Heavy Sets with Applications to Interpretable Machine Learning Diagnostics
Abstract
ML models take on a new life after deployment and raise a host of new challenges: data drift, model recalibration and monitoring. If performance erodes over time, engineers in charge may ask what changed - did the data distribution change, did the model get worse after retraining? We propose a flexible paradigm for answering a variety of model diagnosis questions by finding heaviest-weight interpretable regions, which we call heavy sets. We associate a local weight describing model mismatch at each datapoint, and find a simple region maximizing the sum (or average) of these weights.
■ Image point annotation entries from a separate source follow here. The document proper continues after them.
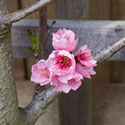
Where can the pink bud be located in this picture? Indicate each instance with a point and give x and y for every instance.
(64, 40)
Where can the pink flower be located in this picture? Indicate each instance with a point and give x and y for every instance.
(61, 62)
(83, 56)
(40, 73)
(86, 72)
(65, 84)
(64, 40)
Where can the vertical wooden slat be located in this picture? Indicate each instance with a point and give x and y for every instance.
(117, 68)
(75, 108)
(99, 9)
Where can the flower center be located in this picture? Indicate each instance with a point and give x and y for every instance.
(64, 62)
(45, 72)
(67, 36)
(84, 56)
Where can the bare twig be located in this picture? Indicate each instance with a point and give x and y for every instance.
(111, 50)
(8, 19)
(41, 100)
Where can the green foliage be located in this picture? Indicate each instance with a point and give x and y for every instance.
(34, 41)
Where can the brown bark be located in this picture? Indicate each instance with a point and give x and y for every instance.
(9, 111)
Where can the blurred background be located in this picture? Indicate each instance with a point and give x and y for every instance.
(106, 100)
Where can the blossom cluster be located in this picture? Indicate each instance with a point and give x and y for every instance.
(64, 69)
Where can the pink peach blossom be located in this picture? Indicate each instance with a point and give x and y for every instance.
(86, 72)
(65, 84)
(40, 73)
(64, 40)
(61, 62)
(83, 56)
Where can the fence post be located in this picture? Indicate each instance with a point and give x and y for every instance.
(75, 108)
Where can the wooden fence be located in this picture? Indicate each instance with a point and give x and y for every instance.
(97, 34)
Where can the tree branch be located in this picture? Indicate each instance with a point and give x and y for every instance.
(106, 53)
(40, 101)
(8, 19)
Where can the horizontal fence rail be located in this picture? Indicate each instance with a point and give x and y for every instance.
(96, 34)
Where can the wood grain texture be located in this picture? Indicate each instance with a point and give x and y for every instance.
(96, 34)
(99, 9)
(75, 107)
(117, 9)
(108, 104)
(26, 3)
(70, 9)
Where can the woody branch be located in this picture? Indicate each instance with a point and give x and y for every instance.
(43, 99)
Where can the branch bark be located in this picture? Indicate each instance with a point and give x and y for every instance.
(106, 53)
(42, 100)
(7, 19)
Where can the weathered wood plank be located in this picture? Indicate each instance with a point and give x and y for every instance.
(96, 34)
(118, 9)
(70, 9)
(99, 9)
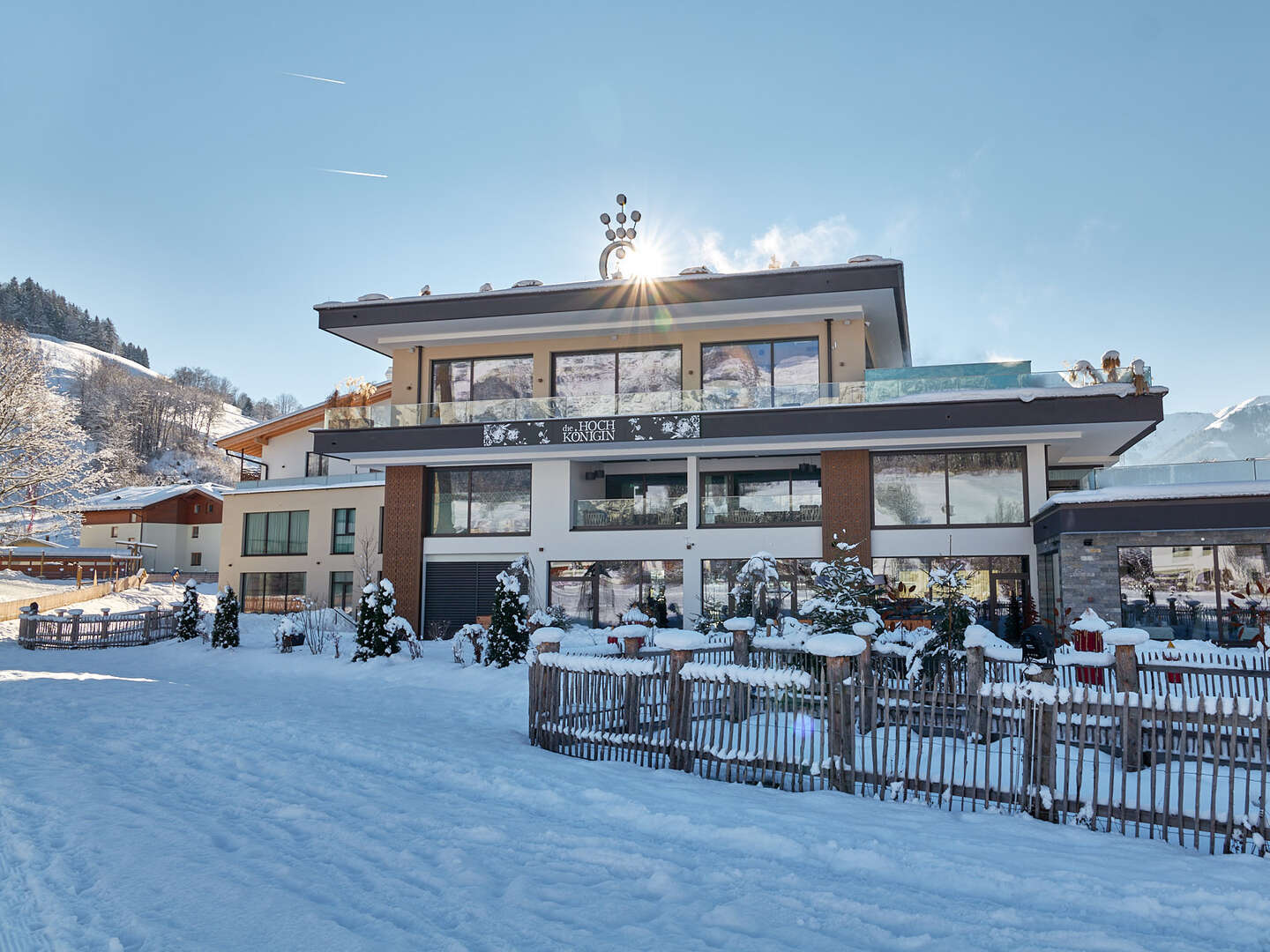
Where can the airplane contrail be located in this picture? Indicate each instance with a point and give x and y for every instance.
(346, 172)
(320, 79)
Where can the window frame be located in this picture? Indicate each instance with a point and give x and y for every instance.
(771, 343)
(335, 533)
(617, 363)
(288, 513)
(469, 470)
(432, 375)
(947, 524)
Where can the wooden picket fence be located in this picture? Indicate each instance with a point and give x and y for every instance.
(75, 629)
(1185, 770)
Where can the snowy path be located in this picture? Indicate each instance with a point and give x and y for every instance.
(253, 800)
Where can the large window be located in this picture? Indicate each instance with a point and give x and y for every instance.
(619, 381)
(488, 501)
(762, 496)
(969, 487)
(276, 533)
(272, 591)
(342, 591)
(762, 372)
(598, 593)
(343, 531)
(482, 378)
(719, 577)
(1197, 591)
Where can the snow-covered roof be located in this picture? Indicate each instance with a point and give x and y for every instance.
(1180, 490)
(141, 496)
Specific choices of weights can find regions where two models differ the most, where a single model makes unusually many errors, or where two datasets have large differences in densities. The premise is that a region with overall elevated errors (weights) may discover statistically significant effects despite individual errors not standing out in the noise. We focus on interpretable regions defined by sparse AND-rules (conjunctive rules using a small subset of available features). We first describe an exact integer programming (IP) formulation applicable to smaller datasets. As the exact IP is NP-hard, we develop a greedy coordinate-wise dynamic-programming based formulation. For smaller datasets the heuristic often comes close to the IP in objective, but it can scale to datasets with millions of examples and thousands of features. We also address statistical significance of the detected regions, taking care of multiple hypothesis testing and spatial dependence challenges that arise in model diagnostics. We evaluate our proposed approach both on synthetic data (with known ground-truth), and on well-known public ML datasets.